Next Playlist

Playlist for next Edmonton Ukulele Circle



Cafe Blackbird, September 25
9640 142 Street, 6:30-8:30

Player’s Choice (always) plus Repertoire Lists (if any) TBA


Cafe Blackbird, October 10
9640 142 Street, 6:30-8:30

Player’s Choice (always) plus Repertoire Lists (if any) TBA.


Bogani Cafe, October 15. Led by Greg R. Thanks, Greg!
2023 111 Street. 2 – 4:30 (playlist starts at 2:30, warmup and wander-in at 2)

Playlist:
Don’t Let the Sun Catch You Crying, 92

Don’t Worry Baby, 93

Don’t Pass Me By, 94

Don’t Think Twice, It’s All Right, 96

Don’t Stop, 97

Down at the Twist and Shout, 98

Down in the Boondocks, 100

Down on the Corner, 101

Dream Baby, 102

The End of the World, 107

Elenore, 108

Everyday, 109

Every Breath You Take, 110

Everybody’s Talkin’, 112

Exactly Like You, 113

Everything is Beautiful, 114

Falling in Love Again, 115

Falling Slowly, 116

Ferry ‘Cross the Mersey, 117

Fever, 118

Want to lead a song of your own choosing? Welcome! (Bring 20 copies of the chart if it’s not in The Daily Ukulele Leap Year Edition.)


We Answer Your Questions In Advance Sometimes

How does Player’s Choice work?

Way #1: You can show up and decide on the fly what song you’d like to lead from the Blue or Yellow books (Beloff’s Daily Ukulele/Daily Ukulele Leap Year).

Way #2: You can bring printed music and hand it out at the Circle. (20 copies minimum, 35 if people are going to have one each) We’ll keep one copy for posterity, but you can of course take the rest home if you like.

Way #3: You could decline to lead a song by passing on your turn to lead, and just show up to play.

Way #4: If you wanted, you could ask for a song, and ask someone else to lead for you. However, we’re a pretty friendly bunch and leading your own song is fun and easy.

Way #5: You can also forewarn people if you think they’d like to practice first. (Hint: many people would love to practice first. A chance to run through the song before playing it in public is often the difference between playing successfully and whoopsing it all except C and G.)

  • You could announce your song (or make your printed music available in advance) at any Circle for the next one.
  • You can post your song choice on the main page Circle announcement, and others can arm themselves with some technique. Find the announcement for the next Circle, and put your comment there.

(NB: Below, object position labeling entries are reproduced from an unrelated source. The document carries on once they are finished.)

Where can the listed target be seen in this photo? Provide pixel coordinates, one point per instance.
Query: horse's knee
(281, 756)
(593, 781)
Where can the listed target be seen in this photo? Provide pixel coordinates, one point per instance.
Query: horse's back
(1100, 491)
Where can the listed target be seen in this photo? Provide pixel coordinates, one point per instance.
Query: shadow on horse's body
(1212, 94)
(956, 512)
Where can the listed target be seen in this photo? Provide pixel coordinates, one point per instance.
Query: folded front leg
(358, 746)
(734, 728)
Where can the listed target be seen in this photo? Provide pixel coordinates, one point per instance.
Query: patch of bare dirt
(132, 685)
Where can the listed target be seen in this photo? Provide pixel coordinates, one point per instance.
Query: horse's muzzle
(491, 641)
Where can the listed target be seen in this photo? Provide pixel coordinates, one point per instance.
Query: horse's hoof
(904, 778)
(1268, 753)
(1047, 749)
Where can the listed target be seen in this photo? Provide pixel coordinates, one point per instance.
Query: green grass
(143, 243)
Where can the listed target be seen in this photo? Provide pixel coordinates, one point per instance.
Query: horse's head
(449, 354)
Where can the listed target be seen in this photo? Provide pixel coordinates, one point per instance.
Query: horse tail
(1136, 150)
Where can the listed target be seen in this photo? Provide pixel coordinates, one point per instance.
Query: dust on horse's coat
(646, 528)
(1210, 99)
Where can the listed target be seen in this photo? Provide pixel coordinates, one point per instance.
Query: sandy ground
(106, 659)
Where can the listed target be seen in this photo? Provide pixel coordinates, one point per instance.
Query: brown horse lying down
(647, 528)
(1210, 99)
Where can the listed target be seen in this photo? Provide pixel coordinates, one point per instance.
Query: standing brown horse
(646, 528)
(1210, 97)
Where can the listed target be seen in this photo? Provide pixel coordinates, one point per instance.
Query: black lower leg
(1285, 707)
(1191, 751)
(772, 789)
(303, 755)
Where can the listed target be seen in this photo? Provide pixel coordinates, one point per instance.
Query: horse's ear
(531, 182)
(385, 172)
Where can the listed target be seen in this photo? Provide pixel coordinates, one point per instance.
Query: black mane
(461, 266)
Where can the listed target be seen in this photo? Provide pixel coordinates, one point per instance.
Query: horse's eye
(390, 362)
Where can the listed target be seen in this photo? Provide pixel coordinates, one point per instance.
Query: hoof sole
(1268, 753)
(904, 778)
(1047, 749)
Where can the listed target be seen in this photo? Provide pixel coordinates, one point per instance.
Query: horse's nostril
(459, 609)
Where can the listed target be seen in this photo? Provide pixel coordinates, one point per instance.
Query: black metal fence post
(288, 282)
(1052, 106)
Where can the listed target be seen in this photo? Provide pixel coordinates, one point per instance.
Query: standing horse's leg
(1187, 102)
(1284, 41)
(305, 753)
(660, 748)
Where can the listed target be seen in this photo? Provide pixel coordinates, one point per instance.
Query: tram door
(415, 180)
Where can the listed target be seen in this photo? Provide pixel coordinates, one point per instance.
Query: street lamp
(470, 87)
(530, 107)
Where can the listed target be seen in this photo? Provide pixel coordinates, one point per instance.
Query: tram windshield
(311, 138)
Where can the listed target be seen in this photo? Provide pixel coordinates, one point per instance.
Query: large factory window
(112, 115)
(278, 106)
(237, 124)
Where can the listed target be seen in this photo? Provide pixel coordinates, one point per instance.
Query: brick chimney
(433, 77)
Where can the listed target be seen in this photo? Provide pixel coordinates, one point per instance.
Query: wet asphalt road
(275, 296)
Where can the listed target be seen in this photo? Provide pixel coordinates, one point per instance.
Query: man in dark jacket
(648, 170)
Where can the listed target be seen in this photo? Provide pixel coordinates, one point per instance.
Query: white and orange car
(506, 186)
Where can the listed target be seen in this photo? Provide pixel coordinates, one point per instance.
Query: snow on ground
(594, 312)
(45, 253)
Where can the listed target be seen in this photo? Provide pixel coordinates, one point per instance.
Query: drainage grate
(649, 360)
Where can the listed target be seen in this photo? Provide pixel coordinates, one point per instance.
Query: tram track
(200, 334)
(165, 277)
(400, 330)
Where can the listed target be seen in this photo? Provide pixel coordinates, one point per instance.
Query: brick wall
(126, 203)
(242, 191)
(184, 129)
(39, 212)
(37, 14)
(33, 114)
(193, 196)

That sounds good, but there’s at least one song in that book with 18 chords. If I learn too many, I might forget some of the stuff I already know.

That’s an excellent opportunity to drink the delicious hot beverage you bought at the Cafe and listen to the music. Or you could just play the chords you know and skip the rest. We’re cool. Chances are that others at the Circle are choosing songs of varying complexity, and there will certainly be some you can play.

What’s a repertoire list?

Repertoire Lists are groups of songs that we want to be able to rely upon for performance pieces. You can see them on the Repertoire page, which will grow as we add songs. Currently, the pieces are primarily from the books, but more advanced lists will eventually contain arrangements from other sources.

When we use them, we usually pick one list to go through, with another in reserve to “cherry-pick” from if people pass on choosing their own song.

Okay, but I’m new, and that sounds scary! What if there’s an FMaj7 chord in there?

Do not be afraid. James Hill will show you how to deal.

Or, find a friend and get them to play F while you play Am. What? WHAT? You just teamed FMaj7… polychord style.